His appetite has waxed and waned over the past month. Our vet has called it Senior Dog finickiness. Some days, he eat, and some days nothing interests him. He sniffs his dog food and walks away without taking a bite. So unlike Simon.
Simon has always been a food monger from the day I adopted him. If there was food in the house — people food, dog food, — heck, even cat food, he’d wolf it down. Then suddenly, three weeks ago, he didn’t wolf his food down like he normally does. The last month has been a roller coaster ride. Just as I despair that perhaps this is it, he perks up and eats again, not quite ready to give up.
This it the time every pet owner rues. You know, that in all likelihood, you will outlive your pets. It’s been sort of a triple whammy for me, because I adopted my two cats and Simon all within a couple of years of each other, which inevitably meant they would die around the same time. First Maya went, unexpectedly passing away during the night three years ago. Then last June, Zuni cat.
Last year, a friend of mine lost her long-time dog. After a grieving period, she wanted to adopt another one, but her husband said no. He’d taken the death particularly hard, and said he just couldn’t possibly go through that pain again. And yes, grieving a pet is probably one of the worst losses I’ve ever gone through, every bit as hard as a human family member. People who are not pet owners find this odd. “It’s only a dog!” they proclaim. But other than your spouse or children, these family members are the living things that you will see each day as you come home from work. They will wag their tails, curl up on your laps and love you unconditionally all for the price of daily feeding, a walk now and then, and a pat on the head. How many people can you say that about?

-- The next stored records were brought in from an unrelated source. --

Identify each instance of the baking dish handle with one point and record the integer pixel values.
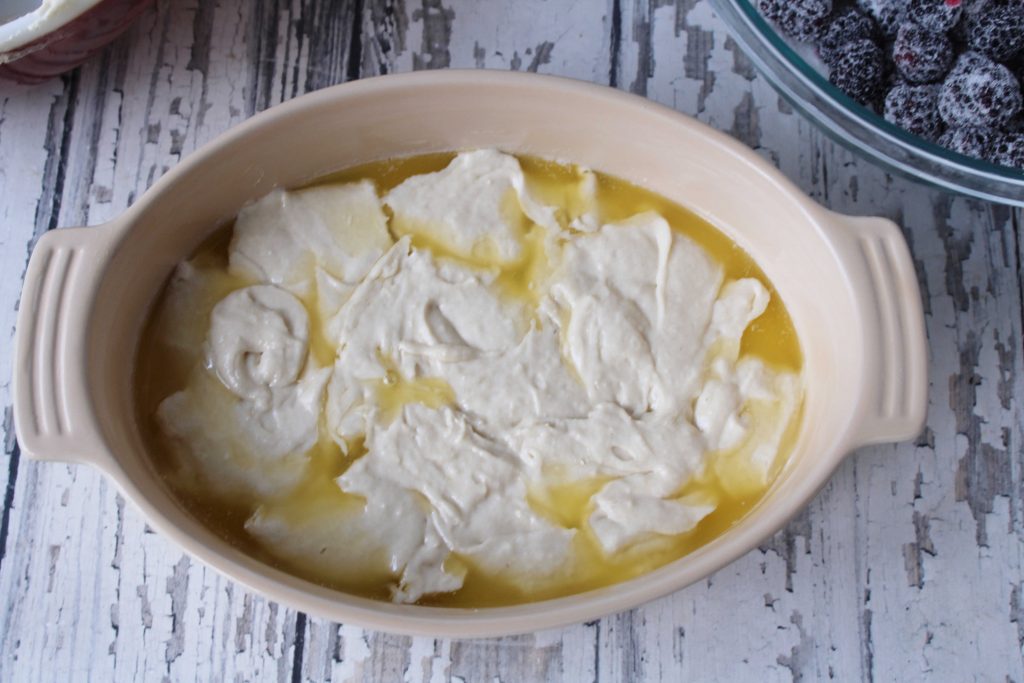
(53, 418)
(893, 402)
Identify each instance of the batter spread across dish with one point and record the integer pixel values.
(467, 375)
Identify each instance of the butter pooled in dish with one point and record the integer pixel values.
(479, 350)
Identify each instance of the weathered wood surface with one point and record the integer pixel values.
(907, 566)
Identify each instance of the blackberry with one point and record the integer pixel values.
(998, 33)
(938, 15)
(969, 141)
(849, 24)
(922, 56)
(889, 13)
(858, 70)
(1008, 151)
(915, 110)
(803, 19)
(979, 93)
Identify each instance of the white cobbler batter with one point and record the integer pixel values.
(623, 369)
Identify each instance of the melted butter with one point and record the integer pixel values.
(162, 371)
(565, 503)
(395, 390)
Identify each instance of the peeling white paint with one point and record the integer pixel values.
(906, 566)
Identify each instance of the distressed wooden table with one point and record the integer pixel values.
(907, 566)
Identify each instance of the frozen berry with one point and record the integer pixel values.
(857, 69)
(970, 141)
(998, 33)
(938, 15)
(915, 110)
(979, 93)
(889, 13)
(1008, 151)
(801, 18)
(850, 24)
(921, 55)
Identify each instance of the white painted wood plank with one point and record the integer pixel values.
(859, 586)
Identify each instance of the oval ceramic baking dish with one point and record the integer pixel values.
(848, 283)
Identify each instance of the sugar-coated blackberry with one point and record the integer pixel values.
(889, 13)
(937, 15)
(858, 69)
(803, 19)
(969, 141)
(915, 110)
(849, 24)
(1008, 150)
(998, 33)
(922, 55)
(979, 93)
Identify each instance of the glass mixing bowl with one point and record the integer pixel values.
(854, 125)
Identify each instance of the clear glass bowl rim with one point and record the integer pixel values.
(856, 126)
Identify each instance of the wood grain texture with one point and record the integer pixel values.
(906, 566)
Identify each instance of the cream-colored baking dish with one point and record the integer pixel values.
(849, 285)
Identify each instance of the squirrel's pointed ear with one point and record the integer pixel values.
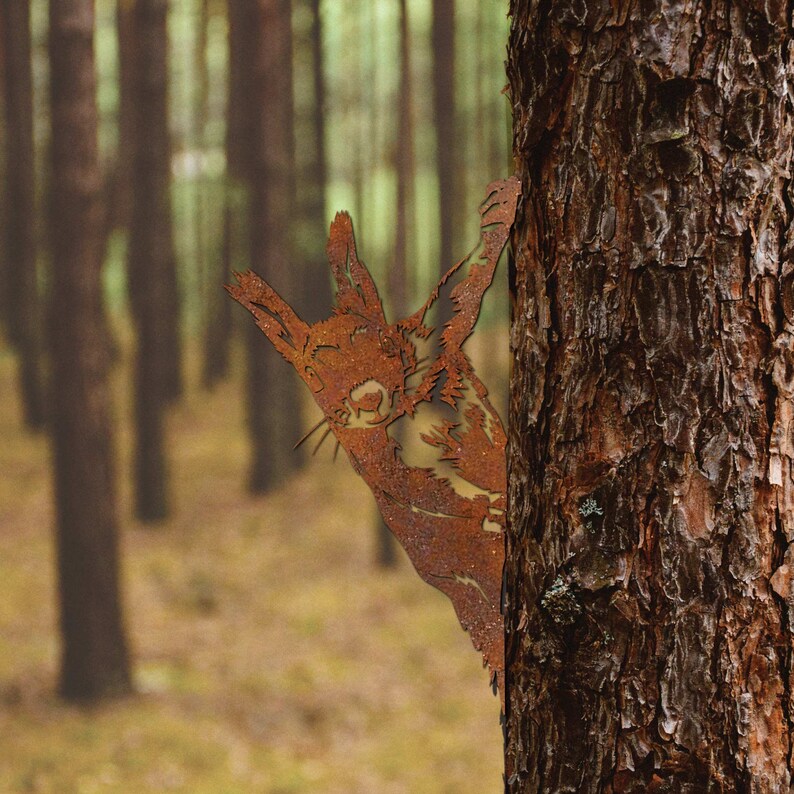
(355, 289)
(288, 333)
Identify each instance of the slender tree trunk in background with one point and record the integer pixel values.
(5, 265)
(399, 276)
(20, 178)
(443, 43)
(200, 118)
(94, 661)
(151, 260)
(649, 569)
(151, 247)
(312, 170)
(122, 188)
(273, 397)
(242, 19)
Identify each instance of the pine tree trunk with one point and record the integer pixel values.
(151, 260)
(651, 494)
(242, 21)
(94, 661)
(122, 188)
(314, 303)
(443, 43)
(21, 249)
(273, 397)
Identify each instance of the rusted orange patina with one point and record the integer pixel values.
(365, 375)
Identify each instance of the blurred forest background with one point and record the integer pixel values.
(186, 603)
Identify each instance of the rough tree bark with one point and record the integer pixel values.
(94, 659)
(651, 494)
(151, 266)
(20, 216)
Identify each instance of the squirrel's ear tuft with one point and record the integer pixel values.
(274, 316)
(355, 289)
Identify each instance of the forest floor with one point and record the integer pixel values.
(270, 653)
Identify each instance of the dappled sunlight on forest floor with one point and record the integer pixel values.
(270, 654)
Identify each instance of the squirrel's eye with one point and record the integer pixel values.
(388, 346)
(313, 380)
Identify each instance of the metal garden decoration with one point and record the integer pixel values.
(367, 376)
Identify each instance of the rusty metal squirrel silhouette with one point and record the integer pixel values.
(360, 367)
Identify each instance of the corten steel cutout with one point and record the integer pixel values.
(358, 366)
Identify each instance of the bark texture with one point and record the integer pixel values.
(651, 494)
(94, 659)
(24, 319)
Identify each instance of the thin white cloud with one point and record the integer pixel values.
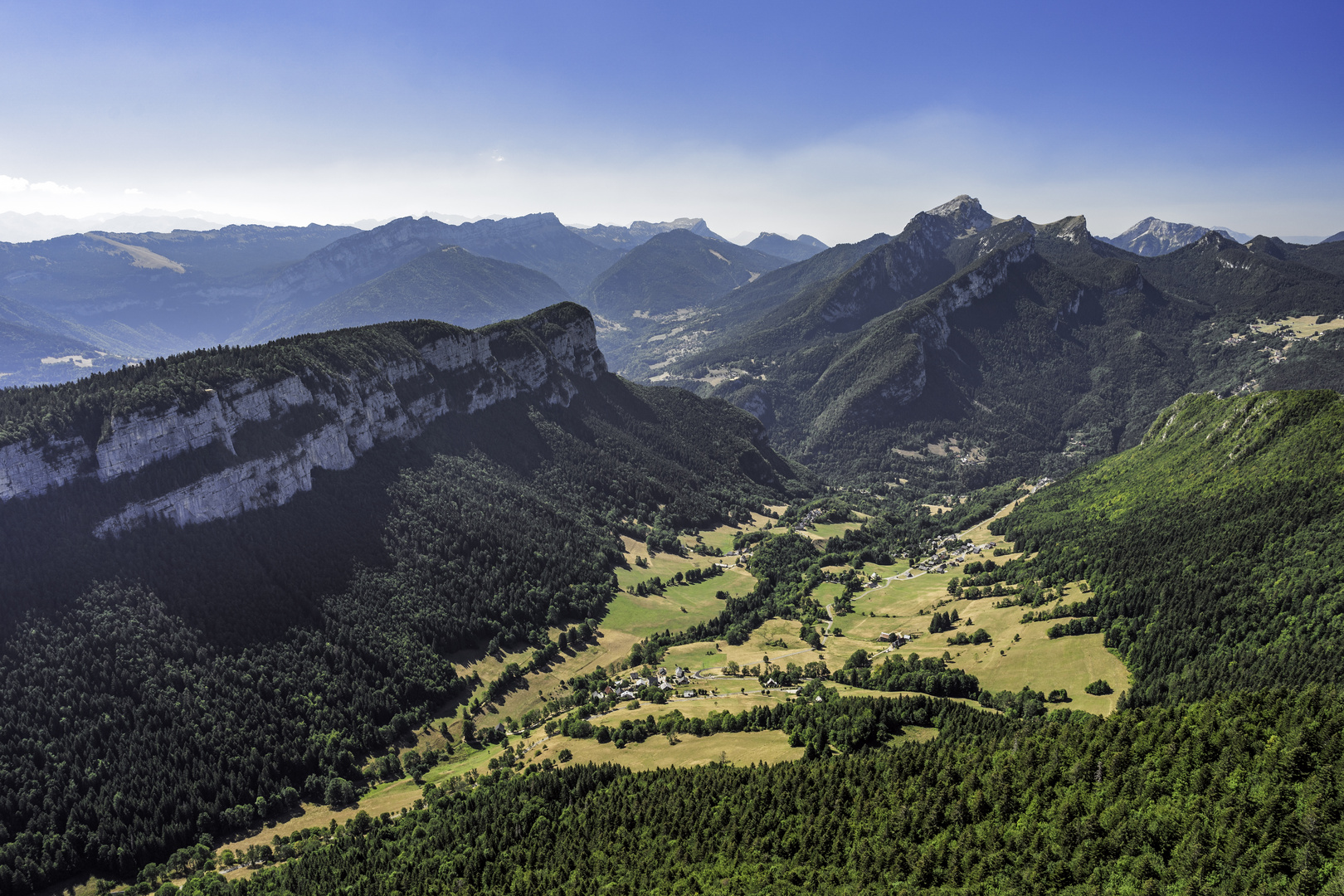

After losing two cats in two years, we adopted a new kitten last summer, Simba. Simba doesn’t replace either Maya or Zuni — his personality is quite different. But he reminds me of how loved a pet can make you feel, and reminds me I am still capable of love even after suffering a great loss.
When I took him for his first check-up, our vet congratulated me, much like friends congratulating parents on the birth of a baby.
“I’m so happy for you Leslie! He’s a confident, healthy kitten, good for you!”
She’d known of the loss of our previous cats, and had even sent sympathy cards.
“You know, I can’t imagine ever living in a house without pets, despite how hard it is when you lose them. I think a house without pets would feel sterile, and dead. No matter what, I’ll always have animals” I proclaimed to her.
And it’s so true. I think especially so living in a rural area, where there can be days, I don’t have any human interaction. The comfort of having pets to remind you that you do matter, and are worthy of love, no matter how good or bad your day, is irreplaceable. On top of it, our dogs force me to get my butt outside even on the worst of days, and I always feel better for it.
Years ago, our dog-sitter had to put down their long-time Chesapeake Bay Retriever. She was heartbroken. We had planned on leaving Simon and Shawnee with her during the long holiday weekend coming up. When I received her email asking “Are you still leaving the dogs here?” I thought perhaps she’d changed her mind after losing her dog. In fact, it was just the opposite, she was desperate to have canine companionship that weekend.
When I picked up the dogs, she told me her mother had shared a little maxim about dogs.
“Don’t you know dogs are like tires, you always need a spare.”
No matter the trials and tribulations and the grief I go through, be assured I will always have plenty of spares. As the saying goes, “Better to have loved and lost, than never to have loved at all.”